While creating Genly, I thought a lot about the article "Do Artifacts Have Politics?" by Langdon Winner. In it, he argues that we should make distinctions between technologies that have politics inherent in them versus those that simply enable and are more accessible when specific politics are at play. The most obvious example of a technology that has a particular politic embedded in it is the nuclear bomb. It cannot be used for anything other than mass death, its production requires the use of materials that have terrible implications for public health, and they necessarily require a level of authoritarianism in their management to ensure they don't end up in the hands of a producer's adversaries. Many conversations about AI refusal treat artificial intelligence like the nuclear bomb, inherently saddled with anti-human, centralizationist politics.

As discussed above, I don't believe this comparison to be true. Everyday, people are developing AI that attempts to chart a high road path directly countering the unethical implementations that have become all too common. To give into the idea that all use cases are evil regardless of context is in and of itself a kind of self-fulfilling prophecy, it cedes those technologies to those who would use them for evil.
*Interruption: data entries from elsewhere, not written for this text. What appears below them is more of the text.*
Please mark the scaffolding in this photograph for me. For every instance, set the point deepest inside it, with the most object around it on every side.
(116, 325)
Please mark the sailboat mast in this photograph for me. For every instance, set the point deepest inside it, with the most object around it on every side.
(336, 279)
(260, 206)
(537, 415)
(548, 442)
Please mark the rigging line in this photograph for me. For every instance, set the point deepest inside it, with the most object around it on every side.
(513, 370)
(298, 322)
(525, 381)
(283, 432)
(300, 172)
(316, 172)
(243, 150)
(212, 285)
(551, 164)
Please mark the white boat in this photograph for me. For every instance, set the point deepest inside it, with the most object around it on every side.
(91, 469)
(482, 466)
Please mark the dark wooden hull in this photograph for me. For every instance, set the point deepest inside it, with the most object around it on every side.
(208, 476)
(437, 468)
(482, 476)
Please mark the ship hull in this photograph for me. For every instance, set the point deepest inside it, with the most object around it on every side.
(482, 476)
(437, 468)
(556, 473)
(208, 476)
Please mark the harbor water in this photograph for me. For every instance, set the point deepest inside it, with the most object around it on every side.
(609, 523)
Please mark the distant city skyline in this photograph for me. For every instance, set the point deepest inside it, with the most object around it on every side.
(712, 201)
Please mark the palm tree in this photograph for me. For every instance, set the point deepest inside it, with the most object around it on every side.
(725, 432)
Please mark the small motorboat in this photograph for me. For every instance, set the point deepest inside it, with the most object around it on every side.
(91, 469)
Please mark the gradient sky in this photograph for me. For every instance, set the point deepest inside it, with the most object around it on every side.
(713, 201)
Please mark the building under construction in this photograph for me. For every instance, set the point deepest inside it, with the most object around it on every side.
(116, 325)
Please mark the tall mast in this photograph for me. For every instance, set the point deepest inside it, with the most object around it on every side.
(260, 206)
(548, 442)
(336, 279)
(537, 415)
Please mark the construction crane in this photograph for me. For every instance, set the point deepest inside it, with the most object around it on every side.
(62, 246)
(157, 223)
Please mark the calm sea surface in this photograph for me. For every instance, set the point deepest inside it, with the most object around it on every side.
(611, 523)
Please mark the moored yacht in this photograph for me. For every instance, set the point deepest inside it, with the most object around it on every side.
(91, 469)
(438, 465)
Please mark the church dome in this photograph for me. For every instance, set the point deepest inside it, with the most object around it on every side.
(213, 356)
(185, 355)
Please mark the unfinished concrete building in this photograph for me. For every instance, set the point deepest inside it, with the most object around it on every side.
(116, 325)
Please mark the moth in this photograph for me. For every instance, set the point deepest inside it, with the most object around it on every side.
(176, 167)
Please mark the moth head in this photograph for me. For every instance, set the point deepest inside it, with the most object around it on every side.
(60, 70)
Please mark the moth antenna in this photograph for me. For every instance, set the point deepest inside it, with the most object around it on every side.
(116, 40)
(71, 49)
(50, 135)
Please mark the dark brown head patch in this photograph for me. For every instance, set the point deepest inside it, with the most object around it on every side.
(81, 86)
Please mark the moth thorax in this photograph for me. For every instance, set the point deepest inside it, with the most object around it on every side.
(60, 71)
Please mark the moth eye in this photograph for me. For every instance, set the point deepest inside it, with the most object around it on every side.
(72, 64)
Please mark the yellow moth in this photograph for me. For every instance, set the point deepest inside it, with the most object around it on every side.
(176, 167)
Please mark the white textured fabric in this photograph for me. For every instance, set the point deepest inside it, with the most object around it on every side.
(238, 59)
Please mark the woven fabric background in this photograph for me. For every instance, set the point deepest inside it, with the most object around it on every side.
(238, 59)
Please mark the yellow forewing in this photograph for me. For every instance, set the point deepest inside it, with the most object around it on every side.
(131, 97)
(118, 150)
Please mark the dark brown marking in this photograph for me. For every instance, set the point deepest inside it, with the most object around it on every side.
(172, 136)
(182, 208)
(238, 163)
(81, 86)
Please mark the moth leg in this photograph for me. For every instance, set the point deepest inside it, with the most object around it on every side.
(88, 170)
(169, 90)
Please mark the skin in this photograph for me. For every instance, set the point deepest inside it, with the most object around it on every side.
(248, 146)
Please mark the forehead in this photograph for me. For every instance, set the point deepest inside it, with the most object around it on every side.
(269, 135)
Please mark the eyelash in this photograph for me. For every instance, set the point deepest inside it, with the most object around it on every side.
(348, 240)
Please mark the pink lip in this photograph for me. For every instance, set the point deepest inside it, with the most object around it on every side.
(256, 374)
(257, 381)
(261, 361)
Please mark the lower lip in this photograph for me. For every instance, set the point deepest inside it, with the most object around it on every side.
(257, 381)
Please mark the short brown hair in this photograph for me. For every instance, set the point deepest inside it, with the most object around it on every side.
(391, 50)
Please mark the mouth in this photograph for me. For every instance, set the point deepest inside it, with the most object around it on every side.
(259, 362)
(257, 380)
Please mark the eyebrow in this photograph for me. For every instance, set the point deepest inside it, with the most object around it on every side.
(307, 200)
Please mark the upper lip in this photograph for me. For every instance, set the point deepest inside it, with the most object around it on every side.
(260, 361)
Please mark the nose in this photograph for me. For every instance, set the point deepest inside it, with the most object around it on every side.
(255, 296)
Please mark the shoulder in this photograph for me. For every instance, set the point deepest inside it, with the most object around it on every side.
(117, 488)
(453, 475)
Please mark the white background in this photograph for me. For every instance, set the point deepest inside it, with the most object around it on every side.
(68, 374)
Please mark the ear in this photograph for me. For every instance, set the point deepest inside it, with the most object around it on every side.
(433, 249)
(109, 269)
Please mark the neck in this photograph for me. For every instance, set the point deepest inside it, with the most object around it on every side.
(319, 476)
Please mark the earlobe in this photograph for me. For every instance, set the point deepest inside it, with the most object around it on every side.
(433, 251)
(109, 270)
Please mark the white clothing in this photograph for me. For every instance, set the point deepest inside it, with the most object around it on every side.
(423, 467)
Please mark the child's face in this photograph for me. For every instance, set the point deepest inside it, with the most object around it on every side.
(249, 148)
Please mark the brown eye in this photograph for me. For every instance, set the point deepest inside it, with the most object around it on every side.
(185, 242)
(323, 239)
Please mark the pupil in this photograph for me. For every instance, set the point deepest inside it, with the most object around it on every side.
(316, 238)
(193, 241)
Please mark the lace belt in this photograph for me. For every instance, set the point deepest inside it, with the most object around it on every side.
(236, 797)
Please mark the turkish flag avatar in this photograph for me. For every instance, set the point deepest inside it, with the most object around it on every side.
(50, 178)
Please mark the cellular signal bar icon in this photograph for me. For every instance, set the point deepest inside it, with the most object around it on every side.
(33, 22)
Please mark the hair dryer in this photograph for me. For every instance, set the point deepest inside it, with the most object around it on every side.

Based on the development of Genly, what I find more useful than trying to define AI as either inherently good or bad is to think about specific implementations within both their individual context and a coherent moral code. In this way, some of the most important work to come out of this project was the ethical matrix discussed in Part 1, which provides a place to start when contemplating the use or development of specific tools. I believe that by disentangling different ethical domains from one another, and viewing this technology as a stack of discrete parts that are wired together, we can begin the hard work of righting specific wrongs rather than the impossible work of enforcing an all-encompassing, contextless ethical standard.

It is becoming increasingly impossible for people to opt-out of AI in their day to day lives. So it is more important than ever, if for no other reason than for our own mental well-being that we start to understand our choices as more nuanced than "to use" or "to refuse."